— Дом! Милый дом! — радостно напевали матросы Лудестии из тех, кто первыми присоединился к нашей команде.
— Вроде бы несколько месяцев тут не были, а будто бы полжизни прошло, — весело воскликнул один из них.
— Вот моя жёнушка от счастья визжать будет. За эти несколько месяцев заработал больше, чем за половину жизни! — громко восторгался крупный черноволосый матрос Жак. — Хоть дом новый купим!
— А я старый подлатаю и дочку отдам в гимназию для девочек!
— А я думаю подкопить, а потом небольшое именьице за городом куплю!
Я слушал моряков, оперевшись на планширь, улыбался и смотрел на горизонт. Приятно, когда делаешь жизнь хороших людей лучше.
Я напряжённо уставился на старый капитанский компас, обтянутый красной кожей. Мне… точнее, Леону Джонсону подарил этот компас отец в день выпуска из Академии.
И я никогда с ним не расставался.

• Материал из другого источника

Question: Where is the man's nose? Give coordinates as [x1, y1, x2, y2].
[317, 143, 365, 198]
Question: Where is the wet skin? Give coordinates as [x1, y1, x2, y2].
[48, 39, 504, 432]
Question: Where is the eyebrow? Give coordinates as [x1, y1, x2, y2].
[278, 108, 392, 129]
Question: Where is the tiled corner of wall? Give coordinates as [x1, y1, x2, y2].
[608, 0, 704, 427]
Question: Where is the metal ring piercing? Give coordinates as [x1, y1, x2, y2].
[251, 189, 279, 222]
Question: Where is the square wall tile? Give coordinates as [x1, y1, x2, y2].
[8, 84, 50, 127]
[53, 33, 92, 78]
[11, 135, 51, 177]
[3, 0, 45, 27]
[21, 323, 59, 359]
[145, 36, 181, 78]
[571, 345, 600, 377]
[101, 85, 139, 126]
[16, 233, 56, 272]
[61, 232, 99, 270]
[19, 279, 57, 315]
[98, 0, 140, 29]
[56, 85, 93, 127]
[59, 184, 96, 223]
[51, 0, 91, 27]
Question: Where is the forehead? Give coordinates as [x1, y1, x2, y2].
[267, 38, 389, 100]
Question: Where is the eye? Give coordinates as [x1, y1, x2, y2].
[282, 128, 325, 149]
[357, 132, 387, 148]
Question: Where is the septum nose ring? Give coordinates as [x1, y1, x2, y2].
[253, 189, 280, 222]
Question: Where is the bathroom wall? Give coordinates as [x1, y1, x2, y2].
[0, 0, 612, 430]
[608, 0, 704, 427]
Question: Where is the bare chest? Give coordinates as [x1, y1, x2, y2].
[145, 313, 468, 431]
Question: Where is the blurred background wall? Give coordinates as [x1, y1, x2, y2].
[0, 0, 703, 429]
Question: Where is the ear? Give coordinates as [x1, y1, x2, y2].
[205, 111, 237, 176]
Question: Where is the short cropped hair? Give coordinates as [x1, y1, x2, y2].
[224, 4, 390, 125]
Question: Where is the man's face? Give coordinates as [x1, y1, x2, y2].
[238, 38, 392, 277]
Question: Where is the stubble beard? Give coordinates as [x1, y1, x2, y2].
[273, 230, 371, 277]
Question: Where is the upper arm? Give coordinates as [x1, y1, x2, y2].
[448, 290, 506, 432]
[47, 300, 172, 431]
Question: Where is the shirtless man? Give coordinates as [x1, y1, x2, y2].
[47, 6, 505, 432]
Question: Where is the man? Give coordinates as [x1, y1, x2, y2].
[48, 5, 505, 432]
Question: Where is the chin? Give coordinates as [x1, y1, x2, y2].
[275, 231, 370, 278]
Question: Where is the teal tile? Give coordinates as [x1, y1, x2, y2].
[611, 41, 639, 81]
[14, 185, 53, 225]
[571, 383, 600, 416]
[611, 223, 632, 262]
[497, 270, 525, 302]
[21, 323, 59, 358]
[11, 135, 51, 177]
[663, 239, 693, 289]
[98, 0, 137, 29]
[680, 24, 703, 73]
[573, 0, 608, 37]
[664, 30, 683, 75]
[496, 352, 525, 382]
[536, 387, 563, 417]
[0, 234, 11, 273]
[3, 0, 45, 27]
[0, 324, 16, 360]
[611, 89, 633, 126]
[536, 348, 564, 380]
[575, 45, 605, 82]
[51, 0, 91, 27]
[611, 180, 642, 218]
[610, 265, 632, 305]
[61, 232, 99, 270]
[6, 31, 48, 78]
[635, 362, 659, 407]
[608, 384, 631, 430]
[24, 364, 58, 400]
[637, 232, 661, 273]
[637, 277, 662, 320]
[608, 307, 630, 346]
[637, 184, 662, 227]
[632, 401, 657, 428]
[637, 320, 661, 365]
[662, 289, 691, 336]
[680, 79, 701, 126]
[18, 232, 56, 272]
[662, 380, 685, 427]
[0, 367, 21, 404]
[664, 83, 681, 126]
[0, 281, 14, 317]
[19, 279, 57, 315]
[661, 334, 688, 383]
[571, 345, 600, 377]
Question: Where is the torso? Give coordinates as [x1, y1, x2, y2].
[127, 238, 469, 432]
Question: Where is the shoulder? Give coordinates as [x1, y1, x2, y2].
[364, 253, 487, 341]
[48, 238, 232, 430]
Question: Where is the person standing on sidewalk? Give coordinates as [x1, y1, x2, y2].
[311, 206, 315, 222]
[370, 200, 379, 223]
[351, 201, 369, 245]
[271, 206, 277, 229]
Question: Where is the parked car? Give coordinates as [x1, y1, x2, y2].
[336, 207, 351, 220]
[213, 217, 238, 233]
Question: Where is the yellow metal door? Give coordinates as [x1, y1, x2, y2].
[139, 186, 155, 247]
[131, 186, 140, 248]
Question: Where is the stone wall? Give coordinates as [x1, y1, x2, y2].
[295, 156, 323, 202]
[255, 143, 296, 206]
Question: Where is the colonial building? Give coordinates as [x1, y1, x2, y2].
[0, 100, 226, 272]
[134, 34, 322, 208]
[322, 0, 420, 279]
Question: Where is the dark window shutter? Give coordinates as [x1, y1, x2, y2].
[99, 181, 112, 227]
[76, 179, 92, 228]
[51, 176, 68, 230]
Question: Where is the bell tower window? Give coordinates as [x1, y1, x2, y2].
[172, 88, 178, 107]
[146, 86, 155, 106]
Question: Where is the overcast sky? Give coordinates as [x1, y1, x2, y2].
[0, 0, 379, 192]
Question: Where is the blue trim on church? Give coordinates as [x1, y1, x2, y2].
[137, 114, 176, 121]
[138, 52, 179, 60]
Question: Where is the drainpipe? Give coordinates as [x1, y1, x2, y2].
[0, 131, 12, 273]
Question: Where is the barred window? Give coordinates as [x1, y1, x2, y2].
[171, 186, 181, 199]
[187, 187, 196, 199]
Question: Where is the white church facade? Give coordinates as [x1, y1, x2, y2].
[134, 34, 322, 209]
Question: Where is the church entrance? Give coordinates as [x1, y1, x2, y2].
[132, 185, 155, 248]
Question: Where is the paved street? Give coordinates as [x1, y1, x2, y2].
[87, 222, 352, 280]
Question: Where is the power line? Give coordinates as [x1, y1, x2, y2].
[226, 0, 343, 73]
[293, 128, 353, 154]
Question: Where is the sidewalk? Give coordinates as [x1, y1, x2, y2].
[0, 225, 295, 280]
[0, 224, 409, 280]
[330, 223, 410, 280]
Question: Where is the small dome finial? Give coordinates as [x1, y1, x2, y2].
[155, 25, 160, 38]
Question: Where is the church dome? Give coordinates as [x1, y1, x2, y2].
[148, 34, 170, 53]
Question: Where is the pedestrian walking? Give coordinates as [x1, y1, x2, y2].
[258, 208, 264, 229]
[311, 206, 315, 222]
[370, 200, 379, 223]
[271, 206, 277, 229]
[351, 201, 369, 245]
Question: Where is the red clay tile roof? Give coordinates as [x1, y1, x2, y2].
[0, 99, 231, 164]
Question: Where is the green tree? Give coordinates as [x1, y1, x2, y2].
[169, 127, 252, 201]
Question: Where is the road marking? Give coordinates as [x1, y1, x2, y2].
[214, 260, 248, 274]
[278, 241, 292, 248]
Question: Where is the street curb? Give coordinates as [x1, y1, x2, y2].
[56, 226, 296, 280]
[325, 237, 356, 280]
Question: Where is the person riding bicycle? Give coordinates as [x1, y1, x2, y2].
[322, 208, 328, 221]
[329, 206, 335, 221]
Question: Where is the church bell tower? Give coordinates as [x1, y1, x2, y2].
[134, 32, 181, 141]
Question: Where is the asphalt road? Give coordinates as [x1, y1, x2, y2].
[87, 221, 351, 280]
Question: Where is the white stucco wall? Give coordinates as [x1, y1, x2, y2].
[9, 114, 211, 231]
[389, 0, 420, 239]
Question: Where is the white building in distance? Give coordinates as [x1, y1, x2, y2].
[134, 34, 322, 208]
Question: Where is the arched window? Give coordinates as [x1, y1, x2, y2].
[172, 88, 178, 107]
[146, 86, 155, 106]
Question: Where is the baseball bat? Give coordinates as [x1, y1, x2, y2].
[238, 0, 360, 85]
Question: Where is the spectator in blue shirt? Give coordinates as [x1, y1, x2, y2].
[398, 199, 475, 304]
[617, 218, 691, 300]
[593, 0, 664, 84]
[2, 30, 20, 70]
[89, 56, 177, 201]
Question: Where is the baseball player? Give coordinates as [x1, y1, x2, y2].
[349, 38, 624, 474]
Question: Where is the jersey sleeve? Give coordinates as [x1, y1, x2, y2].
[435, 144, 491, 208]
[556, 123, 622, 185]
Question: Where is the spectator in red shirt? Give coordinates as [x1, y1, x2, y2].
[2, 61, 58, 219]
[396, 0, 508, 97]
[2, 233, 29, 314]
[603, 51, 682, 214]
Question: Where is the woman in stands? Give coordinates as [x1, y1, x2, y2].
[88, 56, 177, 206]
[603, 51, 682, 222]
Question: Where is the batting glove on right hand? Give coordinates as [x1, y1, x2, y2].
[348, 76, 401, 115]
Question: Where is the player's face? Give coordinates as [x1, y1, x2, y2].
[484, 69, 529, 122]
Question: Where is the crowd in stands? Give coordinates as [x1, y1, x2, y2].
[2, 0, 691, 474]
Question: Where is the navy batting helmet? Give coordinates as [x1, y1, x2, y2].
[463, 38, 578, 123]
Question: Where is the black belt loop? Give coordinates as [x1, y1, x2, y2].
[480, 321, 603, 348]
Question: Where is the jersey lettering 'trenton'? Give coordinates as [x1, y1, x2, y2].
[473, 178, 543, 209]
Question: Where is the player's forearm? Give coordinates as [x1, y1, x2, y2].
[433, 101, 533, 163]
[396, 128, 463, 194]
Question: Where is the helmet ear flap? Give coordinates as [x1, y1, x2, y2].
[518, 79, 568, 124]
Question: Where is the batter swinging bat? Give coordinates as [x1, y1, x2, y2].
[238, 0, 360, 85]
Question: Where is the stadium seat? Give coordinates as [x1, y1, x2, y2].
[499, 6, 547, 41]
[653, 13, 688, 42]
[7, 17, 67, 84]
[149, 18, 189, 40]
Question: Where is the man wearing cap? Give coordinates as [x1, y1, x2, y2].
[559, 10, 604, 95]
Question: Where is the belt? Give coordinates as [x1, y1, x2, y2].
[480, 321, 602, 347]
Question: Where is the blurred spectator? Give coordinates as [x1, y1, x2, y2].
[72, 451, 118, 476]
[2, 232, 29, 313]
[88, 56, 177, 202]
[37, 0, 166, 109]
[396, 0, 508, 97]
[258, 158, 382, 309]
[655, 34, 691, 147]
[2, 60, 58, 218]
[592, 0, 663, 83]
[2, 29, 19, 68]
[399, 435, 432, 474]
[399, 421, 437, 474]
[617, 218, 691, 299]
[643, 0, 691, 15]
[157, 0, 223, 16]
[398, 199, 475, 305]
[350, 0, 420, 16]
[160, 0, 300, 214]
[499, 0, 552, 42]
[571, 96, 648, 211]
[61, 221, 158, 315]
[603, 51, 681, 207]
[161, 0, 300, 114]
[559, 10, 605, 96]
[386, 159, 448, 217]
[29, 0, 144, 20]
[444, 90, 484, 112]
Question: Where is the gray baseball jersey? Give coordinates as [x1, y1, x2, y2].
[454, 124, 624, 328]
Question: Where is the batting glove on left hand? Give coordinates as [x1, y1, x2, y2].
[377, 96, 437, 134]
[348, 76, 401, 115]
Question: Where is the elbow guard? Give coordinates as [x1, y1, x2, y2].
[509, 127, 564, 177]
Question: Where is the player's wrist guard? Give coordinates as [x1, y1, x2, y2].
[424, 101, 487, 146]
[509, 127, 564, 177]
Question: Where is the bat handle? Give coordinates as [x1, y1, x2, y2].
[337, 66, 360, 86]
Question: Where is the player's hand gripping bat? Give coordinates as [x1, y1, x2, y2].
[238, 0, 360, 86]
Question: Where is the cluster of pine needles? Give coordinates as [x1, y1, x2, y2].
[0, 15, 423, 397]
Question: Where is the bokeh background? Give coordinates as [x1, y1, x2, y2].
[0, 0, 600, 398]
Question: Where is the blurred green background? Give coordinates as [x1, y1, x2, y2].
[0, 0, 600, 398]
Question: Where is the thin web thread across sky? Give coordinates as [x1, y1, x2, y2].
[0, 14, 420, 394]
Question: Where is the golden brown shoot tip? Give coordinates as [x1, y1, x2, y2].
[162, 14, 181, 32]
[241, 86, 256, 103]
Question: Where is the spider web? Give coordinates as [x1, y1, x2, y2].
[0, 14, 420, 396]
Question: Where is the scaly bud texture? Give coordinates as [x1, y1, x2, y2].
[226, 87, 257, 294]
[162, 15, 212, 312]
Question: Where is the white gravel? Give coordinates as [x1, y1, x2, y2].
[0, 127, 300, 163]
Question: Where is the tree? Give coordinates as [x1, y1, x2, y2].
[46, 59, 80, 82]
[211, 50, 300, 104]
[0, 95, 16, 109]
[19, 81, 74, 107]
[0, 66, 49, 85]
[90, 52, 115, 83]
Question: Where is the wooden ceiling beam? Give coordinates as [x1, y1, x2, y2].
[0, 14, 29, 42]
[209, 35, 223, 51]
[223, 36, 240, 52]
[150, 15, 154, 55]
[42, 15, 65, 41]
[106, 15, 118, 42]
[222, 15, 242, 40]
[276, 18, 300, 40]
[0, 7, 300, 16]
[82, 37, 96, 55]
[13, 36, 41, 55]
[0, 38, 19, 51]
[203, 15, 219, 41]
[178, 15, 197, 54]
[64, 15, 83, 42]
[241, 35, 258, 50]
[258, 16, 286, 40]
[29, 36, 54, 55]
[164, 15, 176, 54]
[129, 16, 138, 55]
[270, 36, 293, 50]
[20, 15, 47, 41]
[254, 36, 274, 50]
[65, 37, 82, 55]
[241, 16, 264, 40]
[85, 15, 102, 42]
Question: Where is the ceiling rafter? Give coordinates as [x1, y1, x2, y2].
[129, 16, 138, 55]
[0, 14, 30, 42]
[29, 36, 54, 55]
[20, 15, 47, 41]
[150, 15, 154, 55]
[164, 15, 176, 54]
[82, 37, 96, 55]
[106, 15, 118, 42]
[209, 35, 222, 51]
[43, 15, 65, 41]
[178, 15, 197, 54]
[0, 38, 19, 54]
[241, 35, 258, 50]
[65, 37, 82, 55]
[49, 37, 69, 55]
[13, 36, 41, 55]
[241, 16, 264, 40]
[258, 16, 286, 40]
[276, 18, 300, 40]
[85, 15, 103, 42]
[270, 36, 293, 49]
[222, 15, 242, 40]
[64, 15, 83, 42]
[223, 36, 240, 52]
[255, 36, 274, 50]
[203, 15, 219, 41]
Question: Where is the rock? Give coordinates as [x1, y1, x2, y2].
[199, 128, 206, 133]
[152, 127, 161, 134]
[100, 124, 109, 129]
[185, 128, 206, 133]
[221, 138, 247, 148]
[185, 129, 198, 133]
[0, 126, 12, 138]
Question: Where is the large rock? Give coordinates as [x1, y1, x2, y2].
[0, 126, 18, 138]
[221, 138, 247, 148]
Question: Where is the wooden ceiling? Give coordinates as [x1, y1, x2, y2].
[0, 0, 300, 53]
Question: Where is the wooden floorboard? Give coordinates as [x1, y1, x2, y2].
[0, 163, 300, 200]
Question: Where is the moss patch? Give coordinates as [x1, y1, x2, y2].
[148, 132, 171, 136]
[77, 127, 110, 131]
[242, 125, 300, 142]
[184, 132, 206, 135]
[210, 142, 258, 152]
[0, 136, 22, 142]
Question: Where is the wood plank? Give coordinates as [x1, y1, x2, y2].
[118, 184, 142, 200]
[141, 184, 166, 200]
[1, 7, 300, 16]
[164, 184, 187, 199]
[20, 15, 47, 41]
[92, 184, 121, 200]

Вплоть до самой смерти. Я рад, что Бари сохранил его. Правда, он валялся в одном из сундуков в капитанской каюте, заваленный новыми вещами.
Сзади послышались мягкие шаги. Причём одновременно с двух сторон.
Секунда… вторая… третья…
Я тяжело вздохнул:
— Ну и чего молчим?
С полуулыбкой я обернулся и увидел переглядывающихся Марси и Уллу-Урсулу. Она, как и можно было ожидать, сейчас была в своём «сменном» облике.
— Ты выглядишь напряжённым, Тайон, — произнесла полу-алти. — Ты не хочешь возвращаться в этот город?
— Хочу, — улыбнулся я. — Этот город очень важен для меня. Так было и так будет. Бун и Торвиль навсегда в моём сердце.
— Тогда что же тебя тревожит? — нахмурилась она.
Однако я не успел ответить:
— Это ведь из-за бабушки, да? — с грустью спросила Марси.
Урсула тут же посмотрела на неё, не понимая, о чём речь:
— Бабушки? Какой бабушки?
— Матери Леона Джонсона, — пояснил я вперёд Марси.
— Она ведь не верит, что Джекман Барбаросса предатель, — покачала головой моя «духовная» дочь.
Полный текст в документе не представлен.